La plupart des députés, à gauche comme à droite, ont suivi l’avis du gouvernement, qui a donc tenu à défaire cette disposition introduite dans le texte du Grenelle 2. La nouvelle avait fait l’effet d’une bombe auprès des taxis de banlieue.
Marc Ghis, de la FNTI IdF, syndicat des taxis indépendant, qui mène un combat contre ce monopole depuis plus de 4 ans, estime pour autant que rien n’est joué et annonce qu’il mettra tout en oeuvre pour faire tomber « cette exclusivité ».
« Bien joué pour les taxis parisiens qui gagnent une première manche, lâche t-il un brin caustique. Mais le jeu doit également se faire sur le plan judiciaire : nous avons saisi le tribunal administratif de Pontoise et nous attendons son jugement dans les semaines à venir... Et si ce n’est pas suffisant, nous irons jusque devant la cour européenne... »
Le ministre des Transports, Dominique Bussereau, avait indiqué que la fin du monopole concentrerait encore plus de taxis sur l’aéroport de Roissy où ils sont déjà « en surabondance » sans que la clientèle en tire avantage.
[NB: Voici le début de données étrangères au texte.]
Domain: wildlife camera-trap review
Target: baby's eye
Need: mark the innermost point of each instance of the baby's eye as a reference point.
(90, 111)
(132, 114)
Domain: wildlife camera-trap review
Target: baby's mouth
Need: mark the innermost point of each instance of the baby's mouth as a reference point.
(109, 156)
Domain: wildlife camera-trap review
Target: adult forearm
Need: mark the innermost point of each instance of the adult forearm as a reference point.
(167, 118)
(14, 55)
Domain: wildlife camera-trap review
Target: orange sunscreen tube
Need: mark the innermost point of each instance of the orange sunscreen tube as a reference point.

Il a proposé la création d’un groupe de travail sur la question des taxis franciliens.
Annick Lepetit, pour le PS, a souligné que la suppression du monopole pénaliserait fortement les taxis, particulièrement les artisans qui ont souvent dû s’endetter afin d’acquérir leur licence.
Elle a aussi déclaré qu’il y avait « urgence à prendre des décisions sur la question des taxis franciliens, vu le nombre de taxis clandestins », mais que si une réflexion sur les taxis à l’échelle métropolitaine est nécessaire, elle devait avoir lieu dans le cadre d’une concertation.